Savez vous qui pourrait nous chanter la chanson de Dutronc, je retourne ma veste ? Benoit 16. On le croyait psychorigide, il est surtout opportuniste. Pauvre monde ! Pauvres chrétiens ! Drôle de
père spirituel ! Suis bien contente de ne pas être sous sa coupe, je ne saurais quoi penser.
En parlant de dieu, j'ai lu l'illiade, enfin une version allégée. Impossible de me trouver l'intégrale. Donc j'ai lu l'histoire de la guerre de Troie, qui dans le poème a eu lieu. Je ne vous
narrerai pas l'épopée, les combats, les héros. On connaît tous, surtout quand on a fait du grec. Bien longtemps après mes cours, je redécouvre le mythe fondateur, ou les dieux se crêpent le
chigon, prennent part au destin des humains. Faut dire que la plupart sont des métis, entre déesse et humain, ou vice-versa. Vision que l'on retrouvera plus tard avec les saints qui interviennent
dans la vie de chacun. Avant la raison. Maintenant il y a l'horoscope. Nous n'en sortirons donc jamais d'être des petites choses dont on décide pour nous ce qui va nous advenir ? Ne serons nous
jamais des adultes responsables ? Faut croire que c'est difficile. C'est ton destin, dit la chanson. Mais ce que j'ai retenu de ma nouvelle lecture, ce sont les formulations qui m'éclatent. Une
telle aux-bras-blancs, Arès cause-de-tant-de-larmes, le vin qui-rend-joyeux ou plus-doux-que-le miel, etc. Il y en a une belle palanquée et je n'ai pu tous les relever, n'ayant que des bribes à
lire. Cela me rappelle les contes, où souvent les personnages sont désignés par un caractère physique ou moral. Puis plus tard les noms propres, qui ont rapport au métier, au lieu, ou à une
particularité : brun, meunier, dupont... Là c'est tout comme. Alors comme j'en ai fini avec la version de plus de 2800 ans, j'ai attaqué avec une plus moderne, celle de Marion Zimmer Bradley.
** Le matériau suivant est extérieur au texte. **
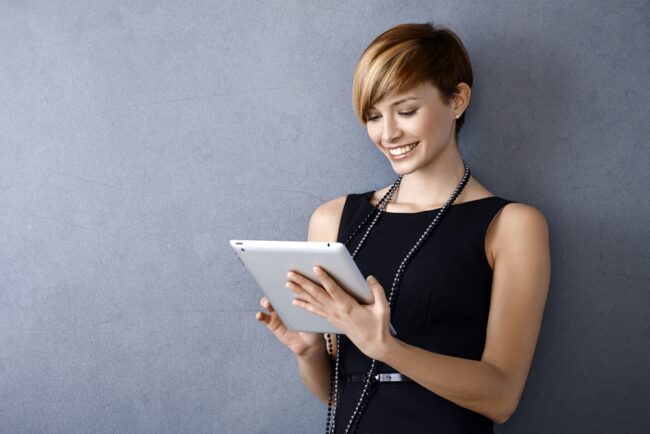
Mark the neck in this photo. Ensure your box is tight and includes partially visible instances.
[393,143,469,209]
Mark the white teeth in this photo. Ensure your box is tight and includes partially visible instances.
[388,142,420,155]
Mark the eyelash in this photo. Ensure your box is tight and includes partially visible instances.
[368,110,417,122]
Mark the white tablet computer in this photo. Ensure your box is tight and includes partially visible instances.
[230,240,396,335]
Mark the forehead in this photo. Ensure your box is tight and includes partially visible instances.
[368,83,436,110]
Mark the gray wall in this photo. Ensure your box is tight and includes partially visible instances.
[0,0,650,433]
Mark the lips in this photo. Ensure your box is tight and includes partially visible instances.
[387,141,420,160]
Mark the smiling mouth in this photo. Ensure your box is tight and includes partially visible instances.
[388,142,420,157]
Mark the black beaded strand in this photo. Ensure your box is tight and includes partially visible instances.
[325,160,470,434]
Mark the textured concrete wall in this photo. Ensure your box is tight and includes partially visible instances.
[0,0,650,434]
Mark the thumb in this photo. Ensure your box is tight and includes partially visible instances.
[366,275,388,307]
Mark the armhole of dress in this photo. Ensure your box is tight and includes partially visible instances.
[336,194,353,243]
[480,199,517,271]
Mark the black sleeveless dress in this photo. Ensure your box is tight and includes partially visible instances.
[336,191,514,434]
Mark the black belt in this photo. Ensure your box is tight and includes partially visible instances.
[343,372,413,383]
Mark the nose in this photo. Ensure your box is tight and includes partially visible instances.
[381,116,402,144]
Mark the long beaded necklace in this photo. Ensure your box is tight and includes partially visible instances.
[325,160,470,434]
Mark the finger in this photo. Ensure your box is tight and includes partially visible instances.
[291,299,328,319]
[260,297,275,313]
[313,267,353,303]
[366,275,389,313]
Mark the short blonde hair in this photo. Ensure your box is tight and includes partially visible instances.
[352,22,473,137]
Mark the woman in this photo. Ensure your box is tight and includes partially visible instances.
[256,23,550,434]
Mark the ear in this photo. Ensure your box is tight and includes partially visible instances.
[452,82,472,113]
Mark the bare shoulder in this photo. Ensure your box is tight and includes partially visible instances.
[486,202,549,258]
[307,195,347,241]
[485,202,549,269]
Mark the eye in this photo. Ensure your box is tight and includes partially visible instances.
[367,110,417,122]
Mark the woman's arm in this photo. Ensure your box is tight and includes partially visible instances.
[378,203,551,423]
[296,196,346,404]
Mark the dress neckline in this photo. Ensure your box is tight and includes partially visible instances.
[363,190,498,215]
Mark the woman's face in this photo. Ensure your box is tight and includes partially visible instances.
[366,83,460,175]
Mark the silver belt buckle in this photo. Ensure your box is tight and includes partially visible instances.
[375,373,402,382]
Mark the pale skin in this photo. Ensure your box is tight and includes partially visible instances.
[256,83,551,423]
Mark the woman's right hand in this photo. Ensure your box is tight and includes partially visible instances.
[255,297,325,356]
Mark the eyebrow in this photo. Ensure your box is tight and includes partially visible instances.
[368,96,420,109]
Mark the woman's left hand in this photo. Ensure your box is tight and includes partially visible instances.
[287,267,393,360]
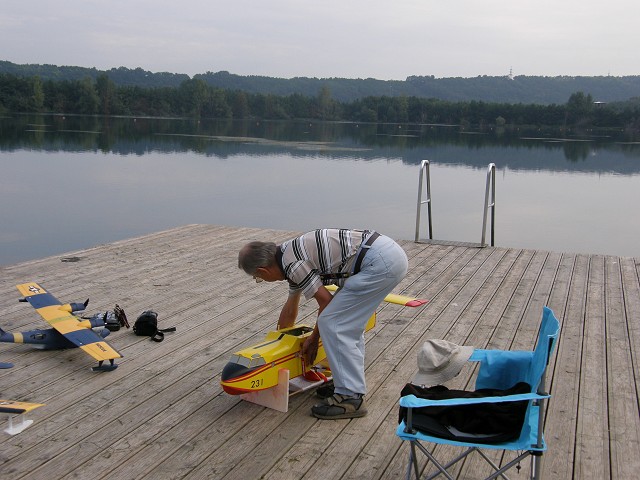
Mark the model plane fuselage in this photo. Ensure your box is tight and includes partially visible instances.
[0,282,122,371]
[0,319,111,350]
[220,285,427,395]
[220,313,376,395]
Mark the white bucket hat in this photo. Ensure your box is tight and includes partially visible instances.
[413,340,474,387]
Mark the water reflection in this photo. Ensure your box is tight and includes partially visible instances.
[0,115,640,167]
[0,115,640,265]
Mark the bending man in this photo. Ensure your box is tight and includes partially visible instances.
[238,229,408,419]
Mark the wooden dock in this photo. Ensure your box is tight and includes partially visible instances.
[0,225,640,480]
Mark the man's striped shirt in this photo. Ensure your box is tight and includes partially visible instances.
[279,228,372,299]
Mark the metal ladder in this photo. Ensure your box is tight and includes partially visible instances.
[415,160,496,247]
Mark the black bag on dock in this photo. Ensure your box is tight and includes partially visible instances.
[133,310,176,342]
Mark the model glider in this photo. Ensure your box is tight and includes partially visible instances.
[0,282,122,371]
[220,285,427,403]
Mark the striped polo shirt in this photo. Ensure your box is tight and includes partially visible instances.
[279,228,372,300]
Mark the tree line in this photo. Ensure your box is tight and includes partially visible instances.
[0,74,640,131]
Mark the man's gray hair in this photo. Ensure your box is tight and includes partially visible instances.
[238,242,277,275]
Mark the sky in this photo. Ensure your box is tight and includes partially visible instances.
[0,0,640,80]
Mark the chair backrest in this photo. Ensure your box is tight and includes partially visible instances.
[530,307,560,391]
[476,307,560,391]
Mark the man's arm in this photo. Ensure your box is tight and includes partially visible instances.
[302,286,333,367]
[278,290,302,330]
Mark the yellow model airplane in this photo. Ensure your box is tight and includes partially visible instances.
[220,285,427,403]
[11,282,122,371]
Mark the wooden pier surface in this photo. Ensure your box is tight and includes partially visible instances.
[0,225,640,480]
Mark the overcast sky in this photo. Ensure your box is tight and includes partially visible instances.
[0,0,640,80]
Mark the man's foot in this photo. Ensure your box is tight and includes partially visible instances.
[311,393,367,420]
[316,380,333,400]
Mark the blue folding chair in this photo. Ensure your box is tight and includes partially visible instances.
[396,307,560,480]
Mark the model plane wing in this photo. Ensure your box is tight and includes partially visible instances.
[325,285,428,307]
[17,282,122,361]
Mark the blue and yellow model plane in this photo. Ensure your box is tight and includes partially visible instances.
[0,282,122,371]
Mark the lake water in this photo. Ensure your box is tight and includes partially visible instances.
[0,115,640,265]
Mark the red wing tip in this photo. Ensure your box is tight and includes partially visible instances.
[404,298,429,307]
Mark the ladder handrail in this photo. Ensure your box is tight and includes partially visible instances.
[415,160,496,247]
[480,163,496,247]
[415,160,433,242]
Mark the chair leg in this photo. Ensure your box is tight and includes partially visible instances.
[405,442,420,480]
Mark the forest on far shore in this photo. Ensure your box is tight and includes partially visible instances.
[0,73,640,132]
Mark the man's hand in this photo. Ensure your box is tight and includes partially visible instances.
[301,329,320,370]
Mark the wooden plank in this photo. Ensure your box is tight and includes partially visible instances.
[574,256,610,479]
[605,257,640,479]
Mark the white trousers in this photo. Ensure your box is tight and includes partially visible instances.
[318,235,408,395]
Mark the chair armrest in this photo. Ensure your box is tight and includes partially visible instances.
[400,393,551,408]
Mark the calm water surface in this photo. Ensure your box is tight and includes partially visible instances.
[0,116,640,265]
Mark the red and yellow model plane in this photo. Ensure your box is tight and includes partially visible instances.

l'écrivain des Dames du lac que j'avais adoré. Elle reprend l'histoire vue de Cassandre, celle qui prédit l'avenir et qu'on ne croît pas. oh cassandre, j'ai un jour rêvé de toi, dans un des pires
moments de ma vie, sans savoir qui tu étais. Ou j'avais oublié. Mais mon rêve était en rapport avec sa particularité. Etrange, non ? Enfin ce rêve a changé le cours de ma vie, comme quoi, hein !
A raison raisonnante, parfois un cauchemar vaut mieux que mille discussions. Mais ce qui me trouble, là, et je n'en suis qu'à la 80ème page, c'est l'initiation de Cassandre dans un torrent
d'eau noire. Comme dans mon rêve. J'ai un peu la trouille de continuer, je n'aimerai pas y retrouver tout ce qui m'avait fait si mal cette nuit là. Sans ce rêve je serai peut-etre encore
ailleurs, ou morte. Donc flip garanti, mais comme je suis téméraire, j'y vais. Oups, une pensée pour moi, svp.